Permissions setup for a Debian web host

> This is another of those “note-to-self” posts, where I detail how I’m setting something up so that I can refer back to it, or so I can point someone else to it. As if often the case, some of this may be Debian-specific…

There are different ways of approaching the task of setting the permissions for web directories, depending on how many users have access to the server, how many sites are sharing the server, and lots of other concerns. I tend to be in a situation where anyone who has shell access to the server is at a level trusted with web content, so that simplifies the process somewhat. I’ll look at different levels of dealing with this questions, in increasing levels of security.

## Simplest approach: use the `www-data` group

This is the default group that Debian has for web daemons. If you add everyone who can log in to this group, you can then use this group for all web directories that the notional “web team” needs to access, and make them “group writable”. **Be aware that this configuration also allows the Apache daemon itself to write to the web directories, which is an obvious potential security issue, so you need to be sure that the web applications in there don’t/won’t allow that.**

You can either specify the group when creating the user:

adduser –ingroup www-data USER

or add an existing user to the group:

adduser USER www-data

## Almost as simple as simplest approach: create a `webdev` group

This is also a very simple approach, which won’t allow Apache to write to the web directories, unless you specifically allow it. (This would usually be for cache directories, image upload and so on.)

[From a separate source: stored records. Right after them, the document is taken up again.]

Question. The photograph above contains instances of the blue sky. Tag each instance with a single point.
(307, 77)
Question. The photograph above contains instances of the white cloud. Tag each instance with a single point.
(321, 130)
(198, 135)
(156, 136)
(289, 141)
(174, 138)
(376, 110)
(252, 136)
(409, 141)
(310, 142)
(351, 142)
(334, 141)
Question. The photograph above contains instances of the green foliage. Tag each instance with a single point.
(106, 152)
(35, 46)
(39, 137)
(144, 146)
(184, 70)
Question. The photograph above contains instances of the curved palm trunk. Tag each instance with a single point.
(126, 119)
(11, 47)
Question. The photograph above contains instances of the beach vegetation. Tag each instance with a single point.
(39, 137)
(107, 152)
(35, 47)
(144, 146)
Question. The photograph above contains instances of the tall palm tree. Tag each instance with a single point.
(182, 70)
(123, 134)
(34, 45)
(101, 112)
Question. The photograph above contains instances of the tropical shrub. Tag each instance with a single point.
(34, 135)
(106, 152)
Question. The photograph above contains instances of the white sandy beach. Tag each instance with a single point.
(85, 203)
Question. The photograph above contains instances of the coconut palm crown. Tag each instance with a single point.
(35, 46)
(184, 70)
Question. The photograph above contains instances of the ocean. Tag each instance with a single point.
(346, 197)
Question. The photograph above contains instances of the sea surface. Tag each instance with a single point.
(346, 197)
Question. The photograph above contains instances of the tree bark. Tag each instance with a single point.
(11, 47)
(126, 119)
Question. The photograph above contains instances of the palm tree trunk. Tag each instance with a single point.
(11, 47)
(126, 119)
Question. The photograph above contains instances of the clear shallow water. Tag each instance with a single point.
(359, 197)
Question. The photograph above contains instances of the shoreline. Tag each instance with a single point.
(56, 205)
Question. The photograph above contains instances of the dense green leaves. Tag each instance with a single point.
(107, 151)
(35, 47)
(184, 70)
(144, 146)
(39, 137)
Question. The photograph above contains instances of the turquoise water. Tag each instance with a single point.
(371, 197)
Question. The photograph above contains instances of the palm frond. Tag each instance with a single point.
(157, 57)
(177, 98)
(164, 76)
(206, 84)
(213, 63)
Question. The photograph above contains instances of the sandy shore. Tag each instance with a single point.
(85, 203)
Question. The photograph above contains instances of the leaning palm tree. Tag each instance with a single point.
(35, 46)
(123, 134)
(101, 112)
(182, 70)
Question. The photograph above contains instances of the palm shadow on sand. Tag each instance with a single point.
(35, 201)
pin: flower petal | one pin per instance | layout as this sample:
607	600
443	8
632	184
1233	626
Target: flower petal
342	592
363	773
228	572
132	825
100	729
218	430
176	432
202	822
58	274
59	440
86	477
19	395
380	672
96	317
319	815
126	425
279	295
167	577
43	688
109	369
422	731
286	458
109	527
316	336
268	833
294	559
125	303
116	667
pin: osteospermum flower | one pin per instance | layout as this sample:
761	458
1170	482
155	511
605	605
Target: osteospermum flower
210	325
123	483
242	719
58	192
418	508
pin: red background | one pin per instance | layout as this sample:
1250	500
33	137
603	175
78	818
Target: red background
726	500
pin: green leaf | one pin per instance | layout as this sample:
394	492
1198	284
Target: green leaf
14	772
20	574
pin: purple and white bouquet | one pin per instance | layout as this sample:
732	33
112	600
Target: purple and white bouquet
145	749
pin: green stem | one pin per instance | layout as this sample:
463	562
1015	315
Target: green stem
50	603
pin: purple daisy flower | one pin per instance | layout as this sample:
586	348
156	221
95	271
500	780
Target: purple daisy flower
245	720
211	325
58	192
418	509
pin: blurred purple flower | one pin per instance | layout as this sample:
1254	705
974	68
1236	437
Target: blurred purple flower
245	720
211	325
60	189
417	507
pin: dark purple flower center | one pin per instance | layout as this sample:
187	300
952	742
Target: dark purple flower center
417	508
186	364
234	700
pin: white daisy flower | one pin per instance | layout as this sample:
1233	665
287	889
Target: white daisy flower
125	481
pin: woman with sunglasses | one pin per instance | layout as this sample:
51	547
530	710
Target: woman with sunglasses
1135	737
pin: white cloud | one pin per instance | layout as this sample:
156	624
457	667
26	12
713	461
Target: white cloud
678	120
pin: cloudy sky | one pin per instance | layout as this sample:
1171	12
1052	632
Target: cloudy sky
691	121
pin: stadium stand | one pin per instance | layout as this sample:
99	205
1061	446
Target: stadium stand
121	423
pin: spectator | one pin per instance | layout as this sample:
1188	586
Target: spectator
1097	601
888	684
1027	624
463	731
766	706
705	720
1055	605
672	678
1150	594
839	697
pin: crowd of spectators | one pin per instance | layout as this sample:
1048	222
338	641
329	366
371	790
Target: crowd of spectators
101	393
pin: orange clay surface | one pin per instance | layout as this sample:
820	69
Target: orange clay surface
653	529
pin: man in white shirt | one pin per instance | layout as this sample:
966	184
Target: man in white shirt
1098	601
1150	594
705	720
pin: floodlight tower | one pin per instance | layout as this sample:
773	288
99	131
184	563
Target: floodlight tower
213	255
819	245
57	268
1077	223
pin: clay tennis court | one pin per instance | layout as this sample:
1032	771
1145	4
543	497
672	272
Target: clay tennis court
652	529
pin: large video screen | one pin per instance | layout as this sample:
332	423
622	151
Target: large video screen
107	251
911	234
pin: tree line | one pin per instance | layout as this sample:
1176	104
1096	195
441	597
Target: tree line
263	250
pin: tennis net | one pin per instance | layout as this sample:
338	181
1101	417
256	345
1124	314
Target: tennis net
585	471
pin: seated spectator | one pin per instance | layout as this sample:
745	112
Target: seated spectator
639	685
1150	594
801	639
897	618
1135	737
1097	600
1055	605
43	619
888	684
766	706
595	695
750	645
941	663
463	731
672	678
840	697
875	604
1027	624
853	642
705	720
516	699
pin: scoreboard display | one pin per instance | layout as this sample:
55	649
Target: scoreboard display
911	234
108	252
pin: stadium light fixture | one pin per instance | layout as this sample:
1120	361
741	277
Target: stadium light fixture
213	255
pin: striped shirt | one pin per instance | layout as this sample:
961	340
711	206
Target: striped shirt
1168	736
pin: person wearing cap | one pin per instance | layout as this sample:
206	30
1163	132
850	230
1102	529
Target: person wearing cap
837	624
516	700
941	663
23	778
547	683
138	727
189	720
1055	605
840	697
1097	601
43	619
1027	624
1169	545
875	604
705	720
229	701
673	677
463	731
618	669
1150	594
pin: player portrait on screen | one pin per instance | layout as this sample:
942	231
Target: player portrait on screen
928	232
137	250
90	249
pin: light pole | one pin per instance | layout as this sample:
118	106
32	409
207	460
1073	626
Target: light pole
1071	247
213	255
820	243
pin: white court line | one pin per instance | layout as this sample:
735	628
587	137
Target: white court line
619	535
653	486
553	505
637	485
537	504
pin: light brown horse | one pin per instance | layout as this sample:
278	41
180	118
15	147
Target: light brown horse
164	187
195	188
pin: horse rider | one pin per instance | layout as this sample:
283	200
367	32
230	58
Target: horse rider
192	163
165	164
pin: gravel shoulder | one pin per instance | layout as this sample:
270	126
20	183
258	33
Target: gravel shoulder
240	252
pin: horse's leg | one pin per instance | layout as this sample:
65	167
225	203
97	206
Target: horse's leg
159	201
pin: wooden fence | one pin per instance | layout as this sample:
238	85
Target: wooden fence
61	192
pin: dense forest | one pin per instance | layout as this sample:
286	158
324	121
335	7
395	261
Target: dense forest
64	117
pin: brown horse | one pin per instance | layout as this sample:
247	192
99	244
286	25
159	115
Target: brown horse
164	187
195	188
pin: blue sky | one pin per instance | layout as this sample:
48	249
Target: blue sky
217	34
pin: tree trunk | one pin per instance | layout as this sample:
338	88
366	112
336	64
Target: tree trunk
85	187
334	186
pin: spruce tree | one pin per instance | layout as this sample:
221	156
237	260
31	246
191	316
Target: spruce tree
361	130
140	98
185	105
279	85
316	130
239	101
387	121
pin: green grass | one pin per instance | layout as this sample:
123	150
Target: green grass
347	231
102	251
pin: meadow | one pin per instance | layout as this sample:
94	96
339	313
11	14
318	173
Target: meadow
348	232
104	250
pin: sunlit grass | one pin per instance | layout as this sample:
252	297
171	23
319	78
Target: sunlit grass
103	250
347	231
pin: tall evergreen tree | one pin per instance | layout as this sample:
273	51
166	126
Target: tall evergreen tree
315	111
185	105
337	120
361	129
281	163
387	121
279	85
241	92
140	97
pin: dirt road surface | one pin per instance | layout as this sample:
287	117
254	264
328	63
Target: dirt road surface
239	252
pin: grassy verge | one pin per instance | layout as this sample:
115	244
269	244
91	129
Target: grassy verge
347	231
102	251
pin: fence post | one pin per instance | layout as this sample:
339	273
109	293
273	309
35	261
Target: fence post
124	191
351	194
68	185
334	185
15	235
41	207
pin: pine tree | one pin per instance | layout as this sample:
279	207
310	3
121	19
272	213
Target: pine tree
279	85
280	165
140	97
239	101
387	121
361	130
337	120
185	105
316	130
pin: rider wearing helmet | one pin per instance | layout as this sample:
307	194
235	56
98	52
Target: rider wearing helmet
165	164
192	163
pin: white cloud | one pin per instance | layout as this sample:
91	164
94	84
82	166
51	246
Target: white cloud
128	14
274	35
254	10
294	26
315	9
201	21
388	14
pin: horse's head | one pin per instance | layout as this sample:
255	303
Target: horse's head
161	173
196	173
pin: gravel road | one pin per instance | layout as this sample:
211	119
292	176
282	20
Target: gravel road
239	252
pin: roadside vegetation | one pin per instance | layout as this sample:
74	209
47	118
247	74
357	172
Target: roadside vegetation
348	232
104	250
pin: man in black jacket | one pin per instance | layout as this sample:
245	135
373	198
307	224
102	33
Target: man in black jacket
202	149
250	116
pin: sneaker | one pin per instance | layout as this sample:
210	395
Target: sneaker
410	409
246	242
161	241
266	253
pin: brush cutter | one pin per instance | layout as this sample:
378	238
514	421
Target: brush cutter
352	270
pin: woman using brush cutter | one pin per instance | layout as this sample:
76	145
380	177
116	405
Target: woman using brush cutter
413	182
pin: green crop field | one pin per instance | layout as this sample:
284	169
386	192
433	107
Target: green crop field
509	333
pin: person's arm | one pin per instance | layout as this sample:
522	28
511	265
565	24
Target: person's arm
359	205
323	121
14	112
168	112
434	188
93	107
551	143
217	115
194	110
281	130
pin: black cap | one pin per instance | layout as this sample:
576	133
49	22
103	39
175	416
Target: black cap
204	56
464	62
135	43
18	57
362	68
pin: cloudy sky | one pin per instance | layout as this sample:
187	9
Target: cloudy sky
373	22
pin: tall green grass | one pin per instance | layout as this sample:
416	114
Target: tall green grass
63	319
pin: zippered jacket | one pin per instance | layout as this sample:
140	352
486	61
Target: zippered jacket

“webdev” is just an arbitrary name, it can be anything you like as long as it doesn’t exist. First create your new group, then add the user(s) to it:

addgroup webdev
adduser USER webdev

It goes without saying (or should do) that for the above to work, you also need to allow the right group access to the web directories you need. A simple example of this, making a few assumptions of your directory layout, would be:

chgrp -R webdev /www/www.example.com/htdocs
chmod -R g+w /www/www.example.com/htdocs

So what did we just do?

First, we recursively (`-R`) changed the group to be `webdev` for the `htdocs` directory. Then, we (also recursively) allowed the group write-access (`g+w`) on `htdocs`. Which means: from now on, anyone in the `webdev` group can create and edit files in `htdocs` and any of its subdirectories. Note that these lines will stop any previously configured group-access from working (if it’s a different group from `webdev`). However, if we have a directory with write-access for everyone (AKA “`chmod 777`”) as is sometimes the case with cache directories, for example, they won’t be affected.

So, how can we make this more granular?

## Multi-layered approach: create per-site groups

If we wanted to have some directories writable by all our web team, and others by certain people in certain sub-teams, we can create multiple groups.

Take, for example, two subdomain sites on example.com: foo.example.com and bar.example.com. Of course, these could be different domains, I’m just sticking with example.com for the, er, examples. We want to deny editing access to the teams working on these two sites to each other’s site. A solution is to create two groups: `webdev-foo` and `webdev-bar`, maybe.

addgroup webdev-foo
addgroup webdev-bar
adduser fooguy webdev-foo
adduser foogal webdev-foo
adduser barboy webdev-bar
chgrp -R webdev-foo /www/foo.example.com/htdocs
chgrp -R webdev-bar /www/bar.example.com/htdocs
chmod -R g+w /www/foo.example.com/htdocs /www/bar.example.com/htdocs

This takes care of giving write-access for their sites to `fooguy`, `foogal` and `barboy`. Neither `fooguy` nor `foogal` will be able to write to the bar.example.com site’s directory, and `barboy` won’t be able to edit foo.example.com. If we want to allow all three of them to edit or create inside the main site, we just add them to the `webdev` group, assuming we’ve already set the permissions for its root directory and children to be `g+w`.

adduser fooguy webdev
adduser foogal webdev
adduser barboy webdev

## Checking permissions

If we pop over and have a look at these directories, what should be see?

cd /www
ls -l *example.com

The output should be something like:

bar.example.com:
total 4
drwxrwxr-x 2 root webdev-bar 4096 2012-01-09 18:49 htdocs

foo.example.com:
total 4
drwxrwxr-x 2 root webdev-foo 4096 2012-01-09 18:49 htdocs

www.example.com:
total 4
drwxrwxr-x 2 root webdev 4096 2012-01-09 18:50 htdocs

What does that mean? What we’re seeing here is that in all cases, the permissions are set as `drwxrwxr-x`, which means:

1. It’s a directory
2. User permissions are `rwx` – Read/Write/eXecute
3. Group permissions are also `rwx`
4. Other (“world”) permissions are `r-x` – Read/eXecute

We can also see that each of the `htdocs` entries has `root` as its owner, and the respective group we set before as its group. If we’ve already got a super simple site in these – just an index and an image directory – and list inside of htdocs, we should see:

bar.example.com/htdocs:
total 4
drwxrwxr-x 2 root webdev-bar 4096 2012-01-09 19:01 img
-rw-rw-r– 1 root webdev-bar 0 2012-01-09 18:59 index.html

foo.example.com/htdocs:
total 4
drwxrwxr-x 2 root webdev-foo 4096 2012-01-09 19:01 img
-rw-rw-r– 1 root webdev-foo 0 2012-01-09 18:59 index.html

www.example.com/htdocs:
total 4
drwxrwxr-x 2 root webdev 4096 2012-01-09 19:01 img
-rw-rw-r– 1 root webdev 0 2012-01-09 18:59 index.html

This tells use that the index and the directory are both editable by the right groups as well. (Files are `-rw-rw-r–`, meaning user and group read/write and world read-only.)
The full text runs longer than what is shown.